Un repetitivo y perverso guion dicta el curso de la violencia criminal en Ecuador. No importa qué banda se desarticula ni qué cabecilla cae; de inmediato asoma un reemplazo. Entonces, el nuevo actor anuncia su llegada con una ola de sangre y muerte que pone en vilo a toda una zona. El Estado responde. Llegan los estados de excepción, las cadenas nacionales, los desplazamientos de autoridades y el endurecimiento de penas; exaltada y conmovida, la población aplaude. Luego de un tiempo, los artífices del caos caen presos o asesinados. Entonces, como nueva moda de temporada, otro grupo criminal surge y toma su lugar. Una y otra vez.

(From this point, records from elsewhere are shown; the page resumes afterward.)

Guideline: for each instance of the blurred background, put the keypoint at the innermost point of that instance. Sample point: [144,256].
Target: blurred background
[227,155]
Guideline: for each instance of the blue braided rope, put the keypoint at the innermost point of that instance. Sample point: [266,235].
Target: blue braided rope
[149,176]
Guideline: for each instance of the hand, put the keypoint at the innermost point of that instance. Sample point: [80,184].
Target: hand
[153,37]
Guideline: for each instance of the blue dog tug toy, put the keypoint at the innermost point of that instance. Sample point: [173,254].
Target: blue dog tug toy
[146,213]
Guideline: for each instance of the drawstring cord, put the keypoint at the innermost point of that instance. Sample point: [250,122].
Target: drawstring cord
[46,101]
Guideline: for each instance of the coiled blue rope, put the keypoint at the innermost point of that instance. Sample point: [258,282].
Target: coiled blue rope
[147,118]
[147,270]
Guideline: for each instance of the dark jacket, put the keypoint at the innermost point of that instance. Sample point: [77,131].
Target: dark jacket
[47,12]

Al final, lo único que permanece es la violencia y la secuencia de muertes de jóvenes ecuatorianos que le sirve de combustible. Mientras, las fortunas de los lavadores y de los traficantes de armas que mueven los hilos siguen engordando, porque, según las últimas denuncias, aquí la justicia solo alcanza a quienes no tienen para pagar la tarifa.
Resulta profundamente hipócrita, cínico incluso, que el mismo Estado que ofrece muy poco, o casi nada, espere civismo y estoicismo a ultranza de tantos jóvenes excluidos. No se les ofrece una educación útil, no tienen oportunidades de empleo, se les niega el crecimiento económico, no se les ofrece deporte ni cultura. Sin embargo, se les exige que no ingresen en el mundo criminal, bajo la amenaza de penas cada vez más severas, y que se hundan en el silencio en la miseria.
No hace falta ser un genio para darse cuenta de que esa política no tiene futuro.